Dr. Ulrich George Klopfer died at age 75 on Sept. 3. Then, on Thursday, an attorney representing the late doctor’s family called the Will County Coroner’s Office in Illinois to report relatives’ disturbing findings, according to a press release.
The remains of 2,246 unborn babies had been found — fully preserved.
“The attorney informed the Coroner’s Office that, while going through the doctor’s personal property, they discovered what appeared to be fetal remains and requested that the Will County Coroner’s Office provide proper removal,” read a statement from the local sheriff’s office.
The statement continued: “The family is cooperating fully with this investigation. There is no evidence that any medical procedures were conducted at the property. This is an ongoing joint effort investigation by the Will County Coroner’s Office, the Will County Sheriff’s Office, and the Will County State’s Attorney’s Office.”
As for Klopfer, his license was suspended indefinitely in 2016, when the Indiana Medical Licensing Board voted to do so after hearing roughly 12 hours of testimony.

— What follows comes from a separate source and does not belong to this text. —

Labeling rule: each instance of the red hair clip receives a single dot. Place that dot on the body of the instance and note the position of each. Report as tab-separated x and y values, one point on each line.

A local newspaper — The Journal Gazette — described Klopfer as “Indiana’s most prolific abortion doctor in history with numbers going into the tens of thousands of procedures in multiple counties over several decades.” The testimony also reportedly “showed a man who was essentially using the same abortion and sedation procedures from the 1970s and 1980s” and revealed he wasn’t provided pain medication to patients, unless they were under 16 or able to “pay extra.”

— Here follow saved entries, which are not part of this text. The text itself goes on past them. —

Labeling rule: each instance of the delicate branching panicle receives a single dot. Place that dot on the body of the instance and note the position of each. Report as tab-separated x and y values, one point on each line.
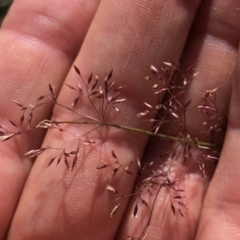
154	176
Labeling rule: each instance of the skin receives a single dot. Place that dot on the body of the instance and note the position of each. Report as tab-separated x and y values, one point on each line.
39	42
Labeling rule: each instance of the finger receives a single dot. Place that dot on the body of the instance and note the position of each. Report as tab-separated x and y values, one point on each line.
220	213
214	50
125	36
38	42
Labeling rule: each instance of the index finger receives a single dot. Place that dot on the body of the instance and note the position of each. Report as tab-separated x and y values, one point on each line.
38	43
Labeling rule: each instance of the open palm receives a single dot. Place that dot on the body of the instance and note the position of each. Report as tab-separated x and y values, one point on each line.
40	41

The office of the state attorney general filed a complaint in January 2016, claiming the abortionist violated state law nine times by failing to provide medically qualified staff to monitor patients undergoing abortion procedures.
During the testimony, it was also reported Klopfer performed an abortion in an Illinois hospital on a 10-year-old girl who was being sexually abused by her uncle. He did not report the abuse to police and allowed the child to go home with her parents, who were aware of the abuse and refused to prosecute.
Additionally, the doctor was charged in June 2014 for failing to file a timely report regarding an underage patient, which is a class B misdemeanor. Klopfer reportedly performed an abortion on a 13-year-old girl and failed to publicly disclose it within three days, as is required by state law for any patient under the age of 14. He did not report the abortion for six months.
Nevertheless, Klopfer defended himself to the board, claiming he never lost a patient in his more than 40 years of practice. He went on to argue men don’t have the right to make a statement in opposition to abortion.
“Women get pregnant, men don’t. We need to respect women making a decision that they think is best in their life,” he said. “I’m not here to dictate to anybody. I’m not here to judge anybody.”
Klopfer, who operated three abortion clinics at the time, angrily rebuked the board, telling reporters, “Well, let me put it this way, the Attorney General’s Office and the right-to-lifers are in bed together. How is that?”
Between January 2012 and November 2013 alone, according to the state attorney general’s office, Klopfer performed around 2,405 abortions at his three Indiana clinic locations in Gary, South Bend, and Fort Wayne.